Una situazione in cui merita meditare sul fatto che, così come emerge dal report:
– Il 20 per cento più ricco della popolazione mondiale controlla il 52 per cento della ricchezza prodotta nel pianeta, mentre la metà più povera si divide solo l’8,5 per cento.
– La ricchezza dei più ricchi nel 2020 è cresciuta di 3.600 miliardi di dollari, una cifra pari a quella spesa dai Governi di tutto il mondo per fronteggiare il contagio.
– Nel 2070 5,2 milioni di capitalisti avranno in mano la stessa ricchezza del 70% della popolazione mondiale. E potrebbe affermarsi la profezia di Marx: la rivoluzione dei proletari in cui sarà confluita l’ex classe media.
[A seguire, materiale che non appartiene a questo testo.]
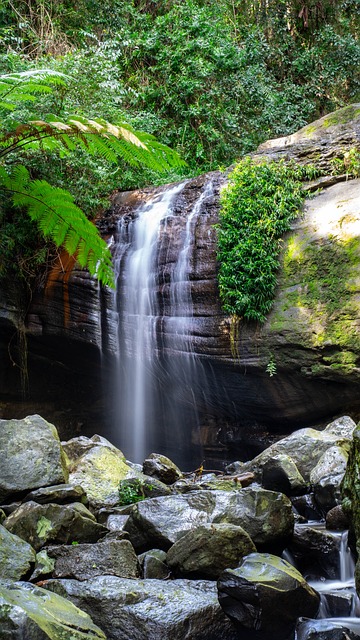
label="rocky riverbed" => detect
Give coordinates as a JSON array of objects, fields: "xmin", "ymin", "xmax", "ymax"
[{"xmin": 0, "ymin": 415, "xmax": 358, "ymax": 640}]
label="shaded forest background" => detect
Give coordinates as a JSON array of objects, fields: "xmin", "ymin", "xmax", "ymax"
[{"xmin": 0, "ymin": 0, "xmax": 360, "ymax": 277}]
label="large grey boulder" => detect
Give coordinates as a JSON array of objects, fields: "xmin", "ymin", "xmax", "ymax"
[
  {"xmin": 139, "ymin": 549, "xmax": 171, "ymax": 580},
  {"xmin": 0, "ymin": 415, "xmax": 68, "ymax": 501},
  {"xmin": 125, "ymin": 487, "xmax": 294, "ymax": 551},
  {"xmin": 3, "ymin": 502, "xmax": 107, "ymax": 551},
  {"xmin": 218, "ymin": 553, "xmax": 320, "ymax": 640},
  {"xmin": 47, "ymin": 540, "xmax": 139, "ymax": 580},
  {"xmin": 261, "ymin": 453, "xmax": 308, "ymax": 496},
  {"xmin": 23, "ymin": 484, "xmax": 88, "ymax": 504},
  {"xmin": 241, "ymin": 416, "xmax": 356, "ymax": 482},
  {"xmin": 310, "ymin": 442, "xmax": 350, "ymax": 514},
  {"xmin": 63, "ymin": 436, "xmax": 136, "ymax": 508},
  {"xmin": 0, "ymin": 525, "xmax": 36, "ymax": 580},
  {"xmin": 143, "ymin": 453, "xmax": 183, "ymax": 484},
  {"xmin": 166, "ymin": 523, "xmax": 256, "ymax": 580},
  {"xmin": 0, "ymin": 580, "xmax": 106, "ymax": 640},
  {"xmin": 46, "ymin": 576, "xmax": 238, "ymax": 640},
  {"xmin": 289, "ymin": 524, "xmax": 340, "ymax": 580}
]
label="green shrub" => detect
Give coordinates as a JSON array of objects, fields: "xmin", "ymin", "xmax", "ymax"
[{"xmin": 217, "ymin": 158, "xmax": 309, "ymax": 322}]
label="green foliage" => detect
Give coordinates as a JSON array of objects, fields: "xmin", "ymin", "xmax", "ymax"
[
  {"xmin": 331, "ymin": 147, "xmax": 360, "ymax": 178},
  {"xmin": 0, "ymin": 70, "xmax": 182, "ymax": 286},
  {"xmin": 119, "ymin": 478, "xmax": 153, "ymax": 505},
  {"xmin": 218, "ymin": 158, "xmax": 310, "ymax": 322}
]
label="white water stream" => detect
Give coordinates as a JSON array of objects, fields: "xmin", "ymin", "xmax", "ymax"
[
  {"xmin": 292, "ymin": 523, "xmax": 360, "ymax": 640},
  {"xmin": 114, "ymin": 182, "xmax": 212, "ymax": 464}
]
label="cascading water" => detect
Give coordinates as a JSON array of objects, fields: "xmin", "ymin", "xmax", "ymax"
[
  {"xmin": 292, "ymin": 523, "xmax": 360, "ymax": 640},
  {"xmin": 114, "ymin": 183, "xmax": 212, "ymax": 465}
]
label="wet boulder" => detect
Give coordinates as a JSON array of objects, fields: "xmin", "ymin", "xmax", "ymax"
[
  {"xmin": 218, "ymin": 553, "xmax": 320, "ymax": 640},
  {"xmin": 63, "ymin": 436, "xmax": 135, "ymax": 508},
  {"xmin": 167, "ymin": 523, "xmax": 256, "ymax": 580},
  {"xmin": 125, "ymin": 487, "xmax": 294, "ymax": 551},
  {"xmin": 289, "ymin": 524, "xmax": 340, "ymax": 580},
  {"xmin": 241, "ymin": 416, "xmax": 356, "ymax": 482},
  {"xmin": 291, "ymin": 493, "xmax": 322, "ymax": 520},
  {"xmin": 0, "ymin": 525, "xmax": 36, "ymax": 580},
  {"xmin": 341, "ymin": 423, "xmax": 360, "ymax": 594},
  {"xmin": 143, "ymin": 453, "xmax": 183, "ymax": 484},
  {"xmin": 46, "ymin": 576, "xmax": 242, "ymax": 640},
  {"xmin": 296, "ymin": 619, "xmax": 360, "ymax": 640},
  {"xmin": 0, "ymin": 580, "xmax": 106, "ymax": 640},
  {"xmin": 261, "ymin": 453, "xmax": 308, "ymax": 496},
  {"xmin": 3, "ymin": 502, "xmax": 107, "ymax": 551},
  {"xmin": 310, "ymin": 442, "xmax": 350, "ymax": 514},
  {"xmin": 47, "ymin": 540, "xmax": 139, "ymax": 580},
  {"xmin": 23, "ymin": 484, "xmax": 88, "ymax": 504},
  {"xmin": 139, "ymin": 549, "xmax": 171, "ymax": 580},
  {"xmin": 0, "ymin": 415, "xmax": 68, "ymax": 501}
]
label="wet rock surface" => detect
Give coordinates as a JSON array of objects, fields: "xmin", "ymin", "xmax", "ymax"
[
  {"xmin": 218, "ymin": 553, "xmax": 320, "ymax": 640},
  {"xmin": 0, "ymin": 417, "xmax": 357, "ymax": 640},
  {"xmin": 46, "ymin": 576, "xmax": 242, "ymax": 640}
]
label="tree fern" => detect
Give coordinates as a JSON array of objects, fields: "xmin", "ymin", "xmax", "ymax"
[{"xmin": 0, "ymin": 70, "xmax": 184, "ymax": 285}]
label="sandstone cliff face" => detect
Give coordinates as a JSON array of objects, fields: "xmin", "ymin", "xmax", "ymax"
[{"xmin": 0, "ymin": 105, "xmax": 360, "ymax": 457}]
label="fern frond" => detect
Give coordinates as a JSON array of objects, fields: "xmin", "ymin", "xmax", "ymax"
[
  {"xmin": 0, "ymin": 116, "xmax": 185, "ymax": 171},
  {"xmin": 0, "ymin": 165, "xmax": 114, "ymax": 286},
  {"xmin": 0, "ymin": 69, "xmax": 69, "ymax": 110}
]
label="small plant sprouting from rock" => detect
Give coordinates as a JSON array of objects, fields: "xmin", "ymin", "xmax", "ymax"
[
  {"xmin": 266, "ymin": 354, "xmax": 276, "ymax": 378},
  {"xmin": 119, "ymin": 478, "xmax": 153, "ymax": 505}
]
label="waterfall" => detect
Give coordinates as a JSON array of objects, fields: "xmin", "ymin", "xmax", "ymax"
[{"xmin": 114, "ymin": 182, "xmax": 212, "ymax": 465}]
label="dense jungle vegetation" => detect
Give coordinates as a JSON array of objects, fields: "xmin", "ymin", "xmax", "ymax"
[{"xmin": 0, "ymin": 0, "xmax": 360, "ymax": 280}]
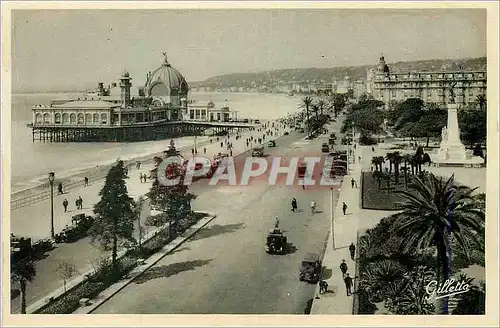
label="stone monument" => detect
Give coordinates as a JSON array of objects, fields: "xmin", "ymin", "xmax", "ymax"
[{"xmin": 432, "ymin": 87, "xmax": 484, "ymax": 167}]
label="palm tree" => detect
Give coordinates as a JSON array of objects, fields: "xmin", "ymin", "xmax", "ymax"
[
  {"xmin": 372, "ymin": 156, "xmax": 385, "ymax": 172},
  {"xmin": 392, "ymin": 151, "xmax": 403, "ymax": 186},
  {"xmin": 381, "ymin": 172, "xmax": 391, "ymax": 194},
  {"xmin": 385, "ymin": 153, "xmax": 395, "ymax": 174},
  {"xmin": 316, "ymin": 99, "xmax": 325, "ymax": 116},
  {"xmin": 10, "ymin": 257, "xmax": 36, "ymax": 314},
  {"xmin": 402, "ymin": 154, "xmax": 413, "ymax": 190},
  {"xmin": 476, "ymin": 95, "xmax": 486, "ymax": 110},
  {"xmin": 372, "ymin": 170, "xmax": 384, "ymax": 190},
  {"xmin": 393, "ymin": 173, "xmax": 485, "ymax": 314},
  {"xmin": 301, "ymin": 97, "xmax": 312, "ymax": 135}
]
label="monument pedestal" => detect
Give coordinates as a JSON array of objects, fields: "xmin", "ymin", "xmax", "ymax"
[{"xmin": 431, "ymin": 104, "xmax": 484, "ymax": 167}]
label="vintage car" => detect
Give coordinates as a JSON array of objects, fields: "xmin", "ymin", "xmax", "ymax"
[
  {"xmin": 252, "ymin": 147, "xmax": 264, "ymax": 157},
  {"xmin": 299, "ymin": 253, "xmax": 322, "ymax": 284},
  {"xmin": 266, "ymin": 228, "xmax": 287, "ymax": 254},
  {"xmin": 321, "ymin": 142, "xmax": 330, "ymax": 153},
  {"xmin": 297, "ymin": 163, "xmax": 307, "ymax": 179},
  {"xmin": 54, "ymin": 213, "xmax": 94, "ymax": 244}
]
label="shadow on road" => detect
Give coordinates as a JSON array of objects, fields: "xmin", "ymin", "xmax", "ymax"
[
  {"xmin": 134, "ymin": 259, "xmax": 212, "ymax": 284},
  {"xmin": 168, "ymin": 247, "xmax": 191, "ymax": 255},
  {"xmin": 190, "ymin": 223, "xmax": 245, "ymax": 240},
  {"xmin": 304, "ymin": 298, "xmax": 313, "ymax": 314},
  {"xmin": 322, "ymin": 266, "xmax": 332, "ymax": 280}
]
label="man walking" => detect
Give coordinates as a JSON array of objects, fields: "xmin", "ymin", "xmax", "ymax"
[
  {"xmin": 292, "ymin": 198, "xmax": 297, "ymax": 212},
  {"xmin": 340, "ymin": 260, "xmax": 347, "ymax": 278},
  {"xmin": 349, "ymin": 243, "xmax": 356, "ymax": 260},
  {"xmin": 63, "ymin": 199, "xmax": 69, "ymax": 212},
  {"xmin": 344, "ymin": 273, "xmax": 352, "ymax": 296}
]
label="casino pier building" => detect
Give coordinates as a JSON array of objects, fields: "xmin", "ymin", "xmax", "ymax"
[{"xmin": 28, "ymin": 54, "xmax": 246, "ymax": 142}]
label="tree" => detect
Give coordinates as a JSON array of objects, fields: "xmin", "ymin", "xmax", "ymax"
[
  {"xmin": 386, "ymin": 266, "xmax": 435, "ymax": 315},
  {"xmin": 331, "ymin": 93, "xmax": 346, "ymax": 117},
  {"xmin": 402, "ymin": 154, "xmax": 413, "ymax": 190},
  {"xmin": 372, "ymin": 156, "xmax": 385, "ymax": 172},
  {"xmin": 134, "ymin": 196, "xmax": 145, "ymax": 252},
  {"xmin": 300, "ymin": 96, "xmax": 313, "ymax": 135},
  {"xmin": 56, "ymin": 260, "xmax": 78, "ymax": 294},
  {"xmin": 392, "ymin": 151, "xmax": 403, "ymax": 186},
  {"xmin": 392, "ymin": 173, "xmax": 485, "ymax": 314},
  {"xmin": 388, "ymin": 98, "xmax": 424, "ymax": 130},
  {"xmin": 89, "ymin": 160, "xmax": 135, "ymax": 271},
  {"xmin": 458, "ymin": 108, "xmax": 488, "ymax": 147},
  {"xmin": 147, "ymin": 144, "xmax": 196, "ymax": 236},
  {"xmin": 476, "ymin": 95, "xmax": 486, "ymax": 110},
  {"xmin": 10, "ymin": 256, "xmax": 36, "ymax": 314}
]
La forbice s’allarga quando si passa dal reddito al patrimonio: la metà più povera della popolazione mondiale controlla solo il 2 per cento dei beni del pianeta, pari a soli 2.900 euro a persona. Il 10 per cento più ricco controlla il 76 per cento delle risorse (più di mezzo milione di euro per ciascun adulto).
Grazie al boom delle Borse, alimentato dai bassi tassi, l’1 per cento della popolazione americana si è assicurata il 38 per cento della ricchezza creata dal 1995, contro un miserabile 2 per cento dei più poveri.
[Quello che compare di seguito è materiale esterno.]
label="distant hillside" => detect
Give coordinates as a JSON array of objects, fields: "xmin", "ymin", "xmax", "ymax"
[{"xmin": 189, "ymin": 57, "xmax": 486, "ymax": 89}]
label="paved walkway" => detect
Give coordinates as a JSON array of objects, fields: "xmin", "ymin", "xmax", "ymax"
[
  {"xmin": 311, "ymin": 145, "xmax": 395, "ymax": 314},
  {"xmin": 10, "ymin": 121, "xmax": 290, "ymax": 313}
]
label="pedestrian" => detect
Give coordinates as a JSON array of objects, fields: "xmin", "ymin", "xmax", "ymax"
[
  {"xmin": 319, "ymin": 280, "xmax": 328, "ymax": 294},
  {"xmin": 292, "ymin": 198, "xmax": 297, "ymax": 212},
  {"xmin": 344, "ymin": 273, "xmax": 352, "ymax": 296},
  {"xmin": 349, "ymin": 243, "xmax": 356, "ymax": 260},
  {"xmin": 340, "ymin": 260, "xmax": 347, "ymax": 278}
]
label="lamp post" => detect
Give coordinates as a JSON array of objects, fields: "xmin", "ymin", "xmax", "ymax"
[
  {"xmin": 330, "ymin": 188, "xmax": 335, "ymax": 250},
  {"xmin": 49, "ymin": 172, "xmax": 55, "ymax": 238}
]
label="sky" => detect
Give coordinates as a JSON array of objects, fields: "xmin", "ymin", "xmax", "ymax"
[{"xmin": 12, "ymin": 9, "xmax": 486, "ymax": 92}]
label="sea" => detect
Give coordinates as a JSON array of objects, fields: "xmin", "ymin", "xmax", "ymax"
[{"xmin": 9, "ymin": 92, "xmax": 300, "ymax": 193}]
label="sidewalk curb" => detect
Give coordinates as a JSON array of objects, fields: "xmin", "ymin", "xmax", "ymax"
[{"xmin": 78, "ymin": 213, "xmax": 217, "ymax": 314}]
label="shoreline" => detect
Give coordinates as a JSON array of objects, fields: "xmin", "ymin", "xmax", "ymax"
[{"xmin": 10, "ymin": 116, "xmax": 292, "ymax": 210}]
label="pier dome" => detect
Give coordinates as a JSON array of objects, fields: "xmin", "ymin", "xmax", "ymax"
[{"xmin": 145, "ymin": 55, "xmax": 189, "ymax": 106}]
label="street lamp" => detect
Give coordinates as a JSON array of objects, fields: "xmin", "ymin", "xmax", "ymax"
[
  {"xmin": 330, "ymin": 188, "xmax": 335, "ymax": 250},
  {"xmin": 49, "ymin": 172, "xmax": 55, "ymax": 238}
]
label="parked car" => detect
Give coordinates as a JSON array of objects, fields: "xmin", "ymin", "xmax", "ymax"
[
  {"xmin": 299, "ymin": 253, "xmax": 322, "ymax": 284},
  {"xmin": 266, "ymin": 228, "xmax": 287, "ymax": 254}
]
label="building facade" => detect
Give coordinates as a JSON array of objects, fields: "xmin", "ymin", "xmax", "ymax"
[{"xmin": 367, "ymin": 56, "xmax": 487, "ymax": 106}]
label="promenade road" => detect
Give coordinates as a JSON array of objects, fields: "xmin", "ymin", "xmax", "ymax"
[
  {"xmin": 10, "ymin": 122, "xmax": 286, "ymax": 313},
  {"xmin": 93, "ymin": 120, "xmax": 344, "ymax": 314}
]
È in questo contesto che si torna a parlare di rialzo delle tasse. “Il contagio – si legge nel report – ha senz’altro accelerato la concentrazione della ricchezza a favore dei miliardari e accentuato lo stato di povertà in cui versano molti Paesi emergenti”. Nei Paesi più ricchi la macchina dell’intervento pubblico ha funzionato, ma al prezzo di un forte aumento del debito pubblico. Ma chi pagherà il conto della crisi? Si sceglierà di lasciar correre l’inflazione? Oppure si precederà alla cancellazione del debito attraverso l’arma del fisco?
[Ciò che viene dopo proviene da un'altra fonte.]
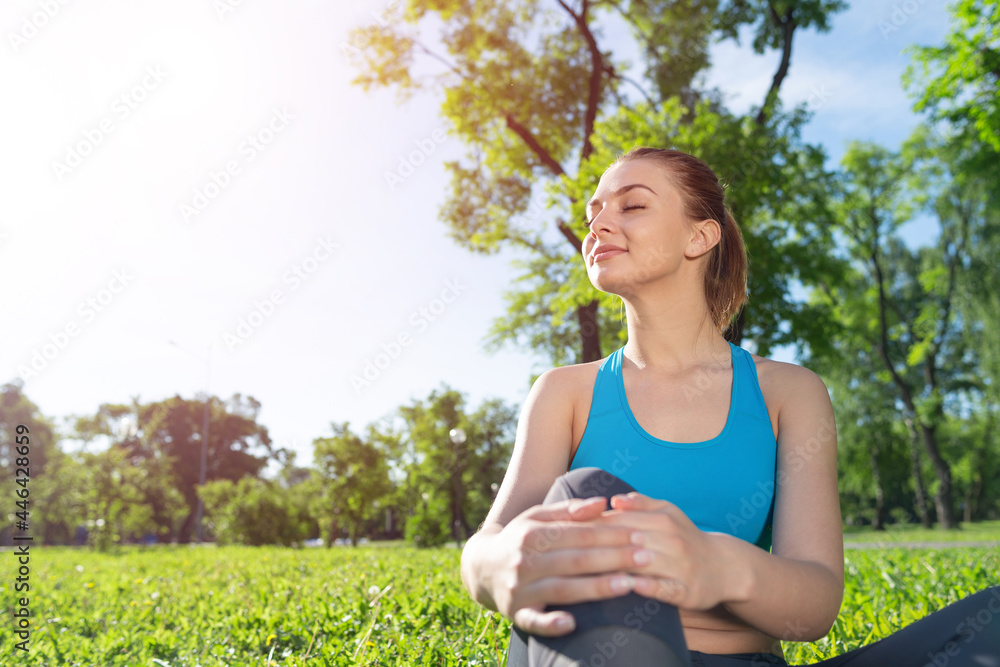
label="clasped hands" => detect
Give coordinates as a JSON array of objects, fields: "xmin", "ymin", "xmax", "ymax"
[{"xmin": 493, "ymin": 492, "xmax": 731, "ymax": 636}]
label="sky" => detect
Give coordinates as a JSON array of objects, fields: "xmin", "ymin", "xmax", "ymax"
[{"xmin": 0, "ymin": 0, "xmax": 948, "ymax": 465}]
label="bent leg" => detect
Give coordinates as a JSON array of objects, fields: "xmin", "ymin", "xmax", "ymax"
[
  {"xmin": 507, "ymin": 468, "xmax": 691, "ymax": 667},
  {"xmin": 815, "ymin": 586, "xmax": 1000, "ymax": 667}
]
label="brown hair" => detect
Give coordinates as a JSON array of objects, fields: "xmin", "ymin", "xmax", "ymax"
[{"xmin": 608, "ymin": 146, "xmax": 747, "ymax": 333}]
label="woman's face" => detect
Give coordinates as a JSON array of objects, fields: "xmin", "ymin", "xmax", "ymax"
[{"xmin": 582, "ymin": 159, "xmax": 692, "ymax": 296}]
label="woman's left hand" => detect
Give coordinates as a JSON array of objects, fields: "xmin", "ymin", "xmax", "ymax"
[{"xmin": 599, "ymin": 492, "xmax": 739, "ymax": 610}]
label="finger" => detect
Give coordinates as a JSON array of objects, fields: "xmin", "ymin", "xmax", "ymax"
[
  {"xmin": 524, "ymin": 545, "xmax": 652, "ymax": 580},
  {"xmin": 632, "ymin": 575, "xmax": 688, "ymax": 607},
  {"xmin": 525, "ymin": 572, "xmax": 635, "ymax": 604},
  {"xmin": 611, "ymin": 491, "xmax": 676, "ymax": 511},
  {"xmin": 525, "ymin": 521, "xmax": 635, "ymax": 552},
  {"xmin": 511, "ymin": 607, "xmax": 576, "ymax": 637},
  {"xmin": 522, "ymin": 497, "xmax": 608, "ymax": 521}
]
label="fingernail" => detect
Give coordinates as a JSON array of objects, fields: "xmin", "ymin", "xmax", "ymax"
[{"xmin": 611, "ymin": 575, "xmax": 633, "ymax": 593}]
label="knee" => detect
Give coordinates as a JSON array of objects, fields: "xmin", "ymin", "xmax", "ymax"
[{"xmin": 545, "ymin": 468, "xmax": 635, "ymax": 502}]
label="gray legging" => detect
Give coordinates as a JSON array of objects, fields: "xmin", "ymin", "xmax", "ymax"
[{"xmin": 507, "ymin": 468, "xmax": 1000, "ymax": 667}]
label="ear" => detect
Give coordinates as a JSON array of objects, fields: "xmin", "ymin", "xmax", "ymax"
[{"xmin": 684, "ymin": 219, "xmax": 722, "ymax": 259}]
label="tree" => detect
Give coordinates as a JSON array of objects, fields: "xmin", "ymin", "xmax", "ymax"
[
  {"xmin": 76, "ymin": 394, "xmax": 276, "ymax": 542},
  {"xmin": 0, "ymin": 380, "xmax": 57, "ymax": 479},
  {"xmin": 903, "ymin": 0, "xmax": 1000, "ymax": 153},
  {"xmin": 344, "ymin": 0, "xmax": 845, "ymax": 364},
  {"xmin": 812, "ymin": 136, "xmax": 992, "ymax": 528},
  {"xmin": 0, "ymin": 380, "xmax": 60, "ymax": 544},
  {"xmin": 399, "ymin": 386, "xmax": 517, "ymax": 546},
  {"xmin": 198, "ymin": 477, "xmax": 313, "ymax": 546},
  {"xmin": 312, "ymin": 422, "xmax": 392, "ymax": 546}
]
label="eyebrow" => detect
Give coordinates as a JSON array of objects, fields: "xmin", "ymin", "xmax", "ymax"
[{"xmin": 586, "ymin": 183, "xmax": 659, "ymax": 208}]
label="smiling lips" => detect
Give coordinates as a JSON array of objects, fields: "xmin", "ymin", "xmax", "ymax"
[{"xmin": 594, "ymin": 245, "xmax": 627, "ymax": 264}]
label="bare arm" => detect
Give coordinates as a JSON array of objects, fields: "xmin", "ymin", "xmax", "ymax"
[
  {"xmin": 461, "ymin": 369, "xmax": 635, "ymax": 635},
  {"xmin": 606, "ymin": 367, "xmax": 844, "ymax": 641}
]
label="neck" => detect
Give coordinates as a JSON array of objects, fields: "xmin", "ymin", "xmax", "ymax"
[{"xmin": 622, "ymin": 281, "xmax": 730, "ymax": 374}]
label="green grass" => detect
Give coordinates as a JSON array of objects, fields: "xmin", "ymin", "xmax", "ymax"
[
  {"xmin": 844, "ymin": 521, "xmax": 1000, "ymax": 543},
  {"xmin": 0, "ymin": 546, "xmax": 1000, "ymax": 667}
]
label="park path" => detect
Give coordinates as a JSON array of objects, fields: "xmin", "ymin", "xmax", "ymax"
[{"xmin": 844, "ymin": 541, "xmax": 1000, "ymax": 549}]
La tassa del 15% sulle multinazionali votata in sede Ocse è un primo passo, quasi impensabile solo pochi anni fa. La multa di un miliardo ad Amazon fa pensare che certi tabù siano ormai superati. E nessuno si illude più che Facebook sia un’associazione a fin di bene, con un’adeguata responsabilità sociale. Ora si può alzare il tiro: un’imposta progressiva sul reddito sui miliardari, suggerisce il club parigino, potrebbe fruttare l’1,5-2% del Pil mondiale, una cifra sufficiente a centrare gli obiettivi dell’accordo di Parigi sul clima.
Non è la rivoluzione. Semmai il ritorno agli equilibri fiscali della stagione keynesiana. Negli ultimi due secoli, del resto, i rapporti tra lavoro e capitale non sono rimasti immutati. A una fase di forte aumento delle diseguaglianze tra il 1820 e il 1910 è seguita una stagione di ravvicinamento dei redditi, interrotta solo una quarantina d’anni fa quando hanno preso a crescere le diseguaglianze sia a Ovest che nei giganti d’Oriente, Russia e Cina. Le disparità di reddito sono più forti in America Latina e Medio Oriente, ma si sono fortemente accentuate anche in Russia, dove la torta in mano ai miliardari è in pratica raddoppiata negli ultimi dieci anni.
Ma il fenomeno interessa anche la Cina: è diminuita la disparità tra i redditi, ma il patrimonio ormai si concentra tra i super ricchi in proporzioni simili a quelle degli Stati Uniti. La diseguaglianza, insomma, dilaga un po’ ovunque.